SLOT ART FESTIVAL- MAŁY RAJ


Jest takie jedno miejsce na świecie. Jest taki jeden moment w roku. Jest taki jeden stan świadomości. Jest raj na ziemi, którego wystarczy przekroczyć próg, by zacząć chłonąć całą powierzchnią ciała, każdą jego komórką i zmysłem. Takie miejsce do którego już zawsze chce się wracać. I bynajmniej nie jest to żadna mistyczna kraina, czy odległy kraj. Do raju naprawdę jest blisko! Jedyne 50 km na północny zachód od Wrocławia...

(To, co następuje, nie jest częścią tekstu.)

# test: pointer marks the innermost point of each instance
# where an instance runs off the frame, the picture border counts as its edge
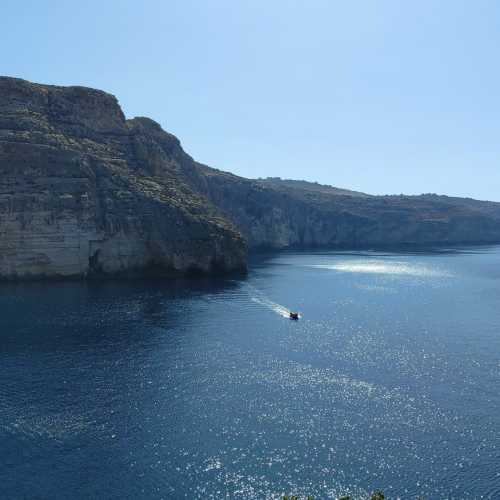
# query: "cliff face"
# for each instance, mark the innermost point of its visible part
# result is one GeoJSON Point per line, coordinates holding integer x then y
{"type": "Point", "coordinates": [81, 192]}
{"type": "Point", "coordinates": [277, 214]}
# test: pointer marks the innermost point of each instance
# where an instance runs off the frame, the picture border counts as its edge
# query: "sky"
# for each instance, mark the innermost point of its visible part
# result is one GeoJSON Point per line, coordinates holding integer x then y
{"type": "Point", "coordinates": [380, 96]}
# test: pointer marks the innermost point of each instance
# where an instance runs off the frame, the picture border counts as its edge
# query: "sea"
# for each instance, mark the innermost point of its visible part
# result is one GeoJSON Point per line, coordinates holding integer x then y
{"type": "Point", "coordinates": [205, 389]}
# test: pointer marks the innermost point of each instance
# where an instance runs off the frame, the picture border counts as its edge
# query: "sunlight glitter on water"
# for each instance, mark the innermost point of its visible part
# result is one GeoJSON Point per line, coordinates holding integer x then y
{"type": "Point", "coordinates": [383, 267]}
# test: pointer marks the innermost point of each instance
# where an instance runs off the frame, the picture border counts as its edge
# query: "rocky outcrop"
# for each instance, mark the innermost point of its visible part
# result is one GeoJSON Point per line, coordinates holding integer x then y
{"type": "Point", "coordinates": [81, 192]}
{"type": "Point", "coordinates": [85, 192]}
{"type": "Point", "coordinates": [278, 214]}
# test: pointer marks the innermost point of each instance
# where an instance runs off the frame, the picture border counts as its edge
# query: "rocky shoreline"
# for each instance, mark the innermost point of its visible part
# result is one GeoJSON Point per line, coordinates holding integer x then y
{"type": "Point", "coordinates": [84, 192]}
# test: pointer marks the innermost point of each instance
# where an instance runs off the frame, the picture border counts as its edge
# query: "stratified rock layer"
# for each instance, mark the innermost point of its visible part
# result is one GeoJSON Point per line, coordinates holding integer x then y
{"type": "Point", "coordinates": [85, 192]}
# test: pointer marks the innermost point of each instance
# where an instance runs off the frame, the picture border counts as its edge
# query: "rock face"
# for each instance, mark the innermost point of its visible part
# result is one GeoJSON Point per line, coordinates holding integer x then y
{"type": "Point", "coordinates": [85, 192]}
{"type": "Point", "coordinates": [277, 214]}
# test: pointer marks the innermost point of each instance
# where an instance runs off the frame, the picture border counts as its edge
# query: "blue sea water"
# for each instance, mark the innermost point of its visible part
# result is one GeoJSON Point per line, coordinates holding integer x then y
{"type": "Point", "coordinates": [204, 389]}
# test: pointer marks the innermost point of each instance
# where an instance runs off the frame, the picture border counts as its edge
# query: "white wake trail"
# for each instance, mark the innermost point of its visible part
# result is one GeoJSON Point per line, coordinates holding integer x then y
{"type": "Point", "coordinates": [258, 297]}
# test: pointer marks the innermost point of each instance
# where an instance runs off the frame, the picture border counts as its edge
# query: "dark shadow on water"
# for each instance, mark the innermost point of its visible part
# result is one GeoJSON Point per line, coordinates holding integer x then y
{"type": "Point", "coordinates": [38, 316]}
{"type": "Point", "coordinates": [263, 257]}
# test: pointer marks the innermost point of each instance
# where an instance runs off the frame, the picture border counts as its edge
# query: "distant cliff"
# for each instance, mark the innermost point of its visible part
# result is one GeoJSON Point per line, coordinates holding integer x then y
{"type": "Point", "coordinates": [85, 192]}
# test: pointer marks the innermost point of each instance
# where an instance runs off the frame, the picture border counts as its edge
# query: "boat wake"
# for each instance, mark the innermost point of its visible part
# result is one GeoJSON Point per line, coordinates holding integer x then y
{"type": "Point", "coordinates": [258, 297]}
{"type": "Point", "coordinates": [273, 306]}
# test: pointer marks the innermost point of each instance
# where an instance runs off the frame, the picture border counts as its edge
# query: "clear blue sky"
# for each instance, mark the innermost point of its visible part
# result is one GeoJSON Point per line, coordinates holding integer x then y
{"type": "Point", "coordinates": [379, 96]}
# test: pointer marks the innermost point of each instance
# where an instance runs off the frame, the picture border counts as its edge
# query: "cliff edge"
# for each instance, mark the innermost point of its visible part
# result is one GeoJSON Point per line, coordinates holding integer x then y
{"type": "Point", "coordinates": [86, 192]}
{"type": "Point", "coordinates": [82, 194]}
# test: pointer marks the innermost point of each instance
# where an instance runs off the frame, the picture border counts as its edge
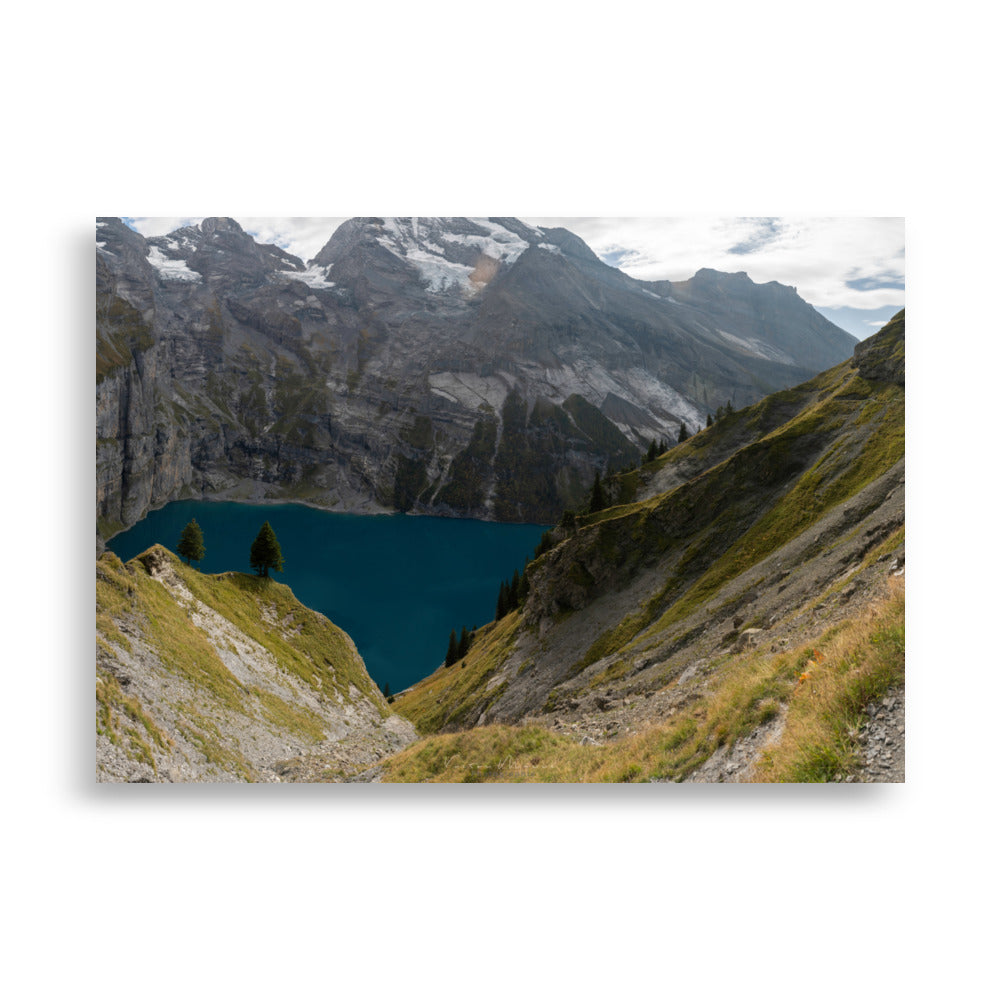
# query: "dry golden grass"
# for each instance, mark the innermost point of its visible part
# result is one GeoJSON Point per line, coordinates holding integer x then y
{"type": "Point", "coordinates": [822, 687]}
{"type": "Point", "coordinates": [855, 667]}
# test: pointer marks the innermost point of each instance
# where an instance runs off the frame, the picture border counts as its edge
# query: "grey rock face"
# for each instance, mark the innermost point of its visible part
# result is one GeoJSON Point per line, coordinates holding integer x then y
{"type": "Point", "coordinates": [471, 367]}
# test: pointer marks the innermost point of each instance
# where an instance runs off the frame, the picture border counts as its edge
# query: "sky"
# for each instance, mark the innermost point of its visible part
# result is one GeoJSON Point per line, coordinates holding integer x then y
{"type": "Point", "coordinates": [851, 269]}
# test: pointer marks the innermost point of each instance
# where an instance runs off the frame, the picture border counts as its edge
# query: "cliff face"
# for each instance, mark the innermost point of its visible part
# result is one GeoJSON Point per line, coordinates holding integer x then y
{"type": "Point", "coordinates": [467, 367]}
{"type": "Point", "coordinates": [226, 678]}
{"type": "Point", "coordinates": [778, 522]}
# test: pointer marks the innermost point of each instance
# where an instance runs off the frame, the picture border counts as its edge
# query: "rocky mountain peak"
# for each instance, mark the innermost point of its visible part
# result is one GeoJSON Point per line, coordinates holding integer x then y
{"type": "Point", "coordinates": [221, 224]}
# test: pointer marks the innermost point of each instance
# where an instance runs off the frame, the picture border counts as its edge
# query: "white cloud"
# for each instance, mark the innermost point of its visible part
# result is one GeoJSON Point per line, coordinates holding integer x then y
{"type": "Point", "coordinates": [818, 256]}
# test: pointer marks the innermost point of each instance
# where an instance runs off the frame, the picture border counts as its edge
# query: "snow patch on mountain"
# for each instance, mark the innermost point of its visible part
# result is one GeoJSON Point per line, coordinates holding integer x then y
{"type": "Point", "coordinates": [758, 348]}
{"type": "Point", "coordinates": [501, 244]}
{"type": "Point", "coordinates": [314, 276]}
{"type": "Point", "coordinates": [419, 242]}
{"type": "Point", "coordinates": [171, 270]}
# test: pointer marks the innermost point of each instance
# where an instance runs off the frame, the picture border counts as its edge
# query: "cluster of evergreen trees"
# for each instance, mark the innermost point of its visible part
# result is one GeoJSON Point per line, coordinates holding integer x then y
{"type": "Point", "coordinates": [265, 552]}
{"type": "Point", "coordinates": [458, 646]}
{"type": "Point", "coordinates": [513, 593]}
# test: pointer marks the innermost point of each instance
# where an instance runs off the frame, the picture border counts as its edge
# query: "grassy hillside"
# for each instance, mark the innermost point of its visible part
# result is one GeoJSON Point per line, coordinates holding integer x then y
{"type": "Point", "coordinates": [810, 700]}
{"type": "Point", "coordinates": [217, 677]}
{"type": "Point", "coordinates": [774, 526]}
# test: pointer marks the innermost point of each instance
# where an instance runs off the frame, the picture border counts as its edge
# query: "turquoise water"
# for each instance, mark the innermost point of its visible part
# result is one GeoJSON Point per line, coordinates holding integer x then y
{"type": "Point", "coordinates": [396, 584]}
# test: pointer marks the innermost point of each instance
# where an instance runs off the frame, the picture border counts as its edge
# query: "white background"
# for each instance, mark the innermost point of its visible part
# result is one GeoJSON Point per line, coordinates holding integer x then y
{"type": "Point", "coordinates": [520, 109]}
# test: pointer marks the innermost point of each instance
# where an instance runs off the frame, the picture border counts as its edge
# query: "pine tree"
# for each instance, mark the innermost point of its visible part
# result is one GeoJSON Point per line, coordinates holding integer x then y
{"type": "Point", "coordinates": [265, 553]}
{"type": "Point", "coordinates": [598, 501]}
{"type": "Point", "coordinates": [523, 589]}
{"type": "Point", "coordinates": [503, 600]}
{"type": "Point", "coordinates": [191, 545]}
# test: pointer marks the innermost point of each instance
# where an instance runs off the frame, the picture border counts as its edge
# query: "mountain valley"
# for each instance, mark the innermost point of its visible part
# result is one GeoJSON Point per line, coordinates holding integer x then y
{"type": "Point", "coordinates": [475, 368]}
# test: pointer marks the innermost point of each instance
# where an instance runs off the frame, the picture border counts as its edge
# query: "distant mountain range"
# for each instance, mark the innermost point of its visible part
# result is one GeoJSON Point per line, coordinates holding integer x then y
{"type": "Point", "coordinates": [465, 367]}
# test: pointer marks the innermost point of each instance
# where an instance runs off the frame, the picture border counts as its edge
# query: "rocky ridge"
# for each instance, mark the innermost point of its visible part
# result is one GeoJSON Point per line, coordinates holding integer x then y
{"type": "Point", "coordinates": [472, 367]}
{"type": "Point", "coordinates": [763, 533]}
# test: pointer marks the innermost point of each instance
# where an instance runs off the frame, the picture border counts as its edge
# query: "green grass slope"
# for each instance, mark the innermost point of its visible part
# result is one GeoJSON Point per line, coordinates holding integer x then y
{"type": "Point", "coordinates": [780, 519]}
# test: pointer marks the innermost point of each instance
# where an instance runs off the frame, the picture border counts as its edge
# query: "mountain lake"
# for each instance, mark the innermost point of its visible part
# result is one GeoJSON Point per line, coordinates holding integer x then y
{"type": "Point", "coordinates": [397, 584]}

SLOT ART FESTIVAL, to pięć dni w innym świecie. Świecie radości, muzyki, dobra i sztuki pod każdą postacią. Jest to jeden z największych festiwali sztuki alternatywnej w Polsce (Europie?), gdzie pośród mnóstwa warsztatów, wykładów, koncertów (w tym roku zagrają m.in. Luxtorpeda, Mikromusic, Gooral, Ras Luta, Kari Amirian), imprez, spotkań i pokazów filmowych każdy znajdzie coś dla siebie. Wszystko to dzieje się na terenie byłego opactwa cysterskiego, co nadaje festiwalowi szczególny, magiczny charakter.


SAF to również miejsce do którego ja osobiście wracam już od dobrych sześciu lat (sic!). Miejsce, w których poznałam mniej więcej połowę najważniejszych ludzi w swoim życiu, gdzie bawiłam się na najlepszych imprezach, nieskończonej ilości niezapomnianych koncertów, zaczęłam swoją przygodę z djembe, dredami i kinem niezależnym. Piłam tu też najlepszą (najgorszą również) kawę w swoim życiu, tańczyłam w deszczu, dorwałam cztery spadające gwiazdy, zakochałam się w Indiach, podjęłam decyzję co do studiów, ba! podejmowałam tu większość ważnych, życiowych decyzji! 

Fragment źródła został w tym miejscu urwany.